Rizwana cited projections that 52 small island nations, including the Maldives, could disappear by 2100. 

For Bangladesh, she said, the stakes are even higher – 65 percent of the population relies on freshwater fisheries for protein, and saline intrusion threatens to collapse this lifeline. 

The adviser dismantled the notion of climate change as a distant environmental concern, reframing it as a multiplier of instability. 

Floods, cyclones, and droughts already cost Bangladesh one percent of its GDP annually—a figure set to double by 2050, he said. 

But, Rizwana said, the cascading crises of crop failures, water scarcity, and mass migration, she argued, will ignite conflicts over dwindling resources.

"Imagine one third of Bangladesh goes under seawater," she asked the audience. "The remaining two-thirds, already overburdened, will face unprecedented pressure to feed and house millions. Instability will become the norm."

Lambasting the "tactical opposition" of oil-producing nations, Rizwana criticised the failure of the Kyoto Protocol and the voluntary loopholes of the Paris Agreement. 

While G20 nations emit 80 percent of global greenhouse gases, Bangladesh— ranked seventh most vulnerable to climate impacts — bears the brunt of climate change, she said.

 She highlighted the grim irony of 2024 being the hottest year on record, with ocean warming and glacier melt accelerating at twice the rate of previous decades. 

"The world's inaction is a death sentence for nations like ours," the climate change adviser said, noting that even if all countries meet their climate pledges, temperatures will still rise by 3 to 4.5 degree Celcius - far beyond the 1.5°C threshold for survival. 

She outlined Bangladesh's National Adaptation Plan, which identifies 11 climate "stress zones" and demands $230 billion by 2050 for resilience projects. 

Yet, she stressed that money alone is insufficient. "We must redesign our development model," she insisted, urging a shift from fossil fuels to regional renewable energy partnerships, like importing hydropower from Nepal.

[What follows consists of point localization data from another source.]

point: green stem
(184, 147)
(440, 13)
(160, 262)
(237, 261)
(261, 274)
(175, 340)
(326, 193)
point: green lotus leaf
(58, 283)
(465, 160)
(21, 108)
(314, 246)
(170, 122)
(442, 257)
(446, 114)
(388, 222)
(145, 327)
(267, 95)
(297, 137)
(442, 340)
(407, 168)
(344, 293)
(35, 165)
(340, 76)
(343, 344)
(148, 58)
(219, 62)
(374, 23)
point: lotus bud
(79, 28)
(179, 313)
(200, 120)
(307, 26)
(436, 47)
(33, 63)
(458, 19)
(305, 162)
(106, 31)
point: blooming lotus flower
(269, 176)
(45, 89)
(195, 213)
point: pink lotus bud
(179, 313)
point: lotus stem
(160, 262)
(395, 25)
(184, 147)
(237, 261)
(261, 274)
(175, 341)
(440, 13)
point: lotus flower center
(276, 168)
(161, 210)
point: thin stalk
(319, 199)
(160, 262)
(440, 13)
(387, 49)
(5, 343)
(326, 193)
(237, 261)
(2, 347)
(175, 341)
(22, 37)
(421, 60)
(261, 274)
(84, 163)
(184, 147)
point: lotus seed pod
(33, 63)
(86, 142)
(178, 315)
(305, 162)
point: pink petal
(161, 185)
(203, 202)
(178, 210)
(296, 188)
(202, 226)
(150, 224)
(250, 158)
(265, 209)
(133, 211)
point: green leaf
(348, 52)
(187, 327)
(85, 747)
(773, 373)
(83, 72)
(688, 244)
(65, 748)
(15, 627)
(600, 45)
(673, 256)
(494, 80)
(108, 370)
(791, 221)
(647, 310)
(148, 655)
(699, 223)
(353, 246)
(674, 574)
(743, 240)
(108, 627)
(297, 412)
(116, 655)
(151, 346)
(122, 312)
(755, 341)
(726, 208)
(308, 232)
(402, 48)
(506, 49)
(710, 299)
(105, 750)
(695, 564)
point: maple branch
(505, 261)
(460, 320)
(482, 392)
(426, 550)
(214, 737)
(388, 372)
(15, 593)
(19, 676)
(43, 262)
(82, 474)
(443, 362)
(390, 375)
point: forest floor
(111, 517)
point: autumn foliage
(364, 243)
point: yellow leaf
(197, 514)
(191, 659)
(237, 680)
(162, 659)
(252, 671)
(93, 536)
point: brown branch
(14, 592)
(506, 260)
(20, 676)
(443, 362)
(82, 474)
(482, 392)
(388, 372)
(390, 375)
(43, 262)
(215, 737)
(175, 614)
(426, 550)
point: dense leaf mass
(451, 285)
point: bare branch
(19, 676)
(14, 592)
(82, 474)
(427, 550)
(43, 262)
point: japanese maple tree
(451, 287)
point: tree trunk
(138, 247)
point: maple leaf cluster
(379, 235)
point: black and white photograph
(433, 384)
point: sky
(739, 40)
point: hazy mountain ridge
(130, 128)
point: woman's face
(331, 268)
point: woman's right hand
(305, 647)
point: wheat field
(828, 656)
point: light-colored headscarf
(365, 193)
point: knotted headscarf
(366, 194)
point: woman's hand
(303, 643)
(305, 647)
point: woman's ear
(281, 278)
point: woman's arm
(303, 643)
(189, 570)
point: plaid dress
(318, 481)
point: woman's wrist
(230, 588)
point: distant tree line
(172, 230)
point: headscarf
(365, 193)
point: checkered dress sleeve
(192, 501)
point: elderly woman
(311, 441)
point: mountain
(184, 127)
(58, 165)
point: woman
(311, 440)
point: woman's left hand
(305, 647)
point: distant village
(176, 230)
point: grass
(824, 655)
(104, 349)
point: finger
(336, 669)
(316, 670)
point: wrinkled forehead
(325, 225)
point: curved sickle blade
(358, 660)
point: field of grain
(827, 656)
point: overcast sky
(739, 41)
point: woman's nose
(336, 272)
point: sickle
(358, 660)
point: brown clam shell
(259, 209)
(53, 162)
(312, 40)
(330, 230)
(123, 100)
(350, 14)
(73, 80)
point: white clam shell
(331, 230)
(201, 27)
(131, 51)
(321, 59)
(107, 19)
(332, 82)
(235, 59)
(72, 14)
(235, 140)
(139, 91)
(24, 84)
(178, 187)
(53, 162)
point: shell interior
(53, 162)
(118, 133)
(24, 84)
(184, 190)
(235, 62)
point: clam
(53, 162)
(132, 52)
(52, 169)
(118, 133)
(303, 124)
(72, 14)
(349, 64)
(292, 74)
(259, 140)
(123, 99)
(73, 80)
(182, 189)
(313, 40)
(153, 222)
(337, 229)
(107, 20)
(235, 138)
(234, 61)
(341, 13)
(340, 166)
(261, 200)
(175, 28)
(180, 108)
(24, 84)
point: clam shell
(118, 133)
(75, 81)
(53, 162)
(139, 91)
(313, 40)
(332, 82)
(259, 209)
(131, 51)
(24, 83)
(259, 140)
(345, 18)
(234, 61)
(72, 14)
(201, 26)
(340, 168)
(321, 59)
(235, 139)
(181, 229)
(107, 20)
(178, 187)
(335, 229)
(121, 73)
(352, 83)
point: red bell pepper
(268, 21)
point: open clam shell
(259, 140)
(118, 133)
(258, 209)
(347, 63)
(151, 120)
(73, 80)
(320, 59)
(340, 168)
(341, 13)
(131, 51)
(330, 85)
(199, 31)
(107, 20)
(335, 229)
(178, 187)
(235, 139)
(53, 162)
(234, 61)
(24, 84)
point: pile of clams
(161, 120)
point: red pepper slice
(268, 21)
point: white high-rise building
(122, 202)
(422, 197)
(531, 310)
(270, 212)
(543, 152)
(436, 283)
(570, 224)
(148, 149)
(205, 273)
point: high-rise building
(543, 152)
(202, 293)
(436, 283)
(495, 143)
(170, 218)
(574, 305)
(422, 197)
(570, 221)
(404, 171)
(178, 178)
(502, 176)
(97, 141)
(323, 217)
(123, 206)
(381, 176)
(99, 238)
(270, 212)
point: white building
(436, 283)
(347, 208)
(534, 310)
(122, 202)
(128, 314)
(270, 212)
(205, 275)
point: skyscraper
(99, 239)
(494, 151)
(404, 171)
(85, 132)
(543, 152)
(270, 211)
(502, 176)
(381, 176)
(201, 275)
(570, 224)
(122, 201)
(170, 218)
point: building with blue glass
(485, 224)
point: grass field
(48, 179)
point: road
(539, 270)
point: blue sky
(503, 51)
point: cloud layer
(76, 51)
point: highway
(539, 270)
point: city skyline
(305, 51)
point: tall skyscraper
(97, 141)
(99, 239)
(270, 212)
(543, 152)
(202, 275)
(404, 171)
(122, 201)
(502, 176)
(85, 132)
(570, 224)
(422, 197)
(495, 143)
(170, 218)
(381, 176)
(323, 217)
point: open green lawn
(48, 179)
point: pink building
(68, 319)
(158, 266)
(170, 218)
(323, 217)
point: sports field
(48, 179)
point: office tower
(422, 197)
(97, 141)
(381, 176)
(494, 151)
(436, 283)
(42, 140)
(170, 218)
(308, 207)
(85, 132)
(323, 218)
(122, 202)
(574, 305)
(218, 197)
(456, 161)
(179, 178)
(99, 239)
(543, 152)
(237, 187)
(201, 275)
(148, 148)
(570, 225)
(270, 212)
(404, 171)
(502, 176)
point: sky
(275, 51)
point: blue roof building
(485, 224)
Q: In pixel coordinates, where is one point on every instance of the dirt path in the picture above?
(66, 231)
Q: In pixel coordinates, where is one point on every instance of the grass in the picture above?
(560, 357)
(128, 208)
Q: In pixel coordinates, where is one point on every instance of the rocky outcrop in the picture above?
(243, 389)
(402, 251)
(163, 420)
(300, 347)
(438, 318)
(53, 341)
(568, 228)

Rizwana called for architectural reforms—natural ventilation over air conditioning, daylight over electric lights— and stricter enforcement of environmental laws, admitting current measures are hobbled by corruption and understaffing. 

"Every time I order an enforcement raid, my team says they've only got six magistrates for the entire country," she acknowledged, appealing to the armed forces for support in regulating polluting industries. 

Rizwana praised the Army's rapid response to river erosion in Kurigram but underscored the need for long-term rehabilitation strategies. 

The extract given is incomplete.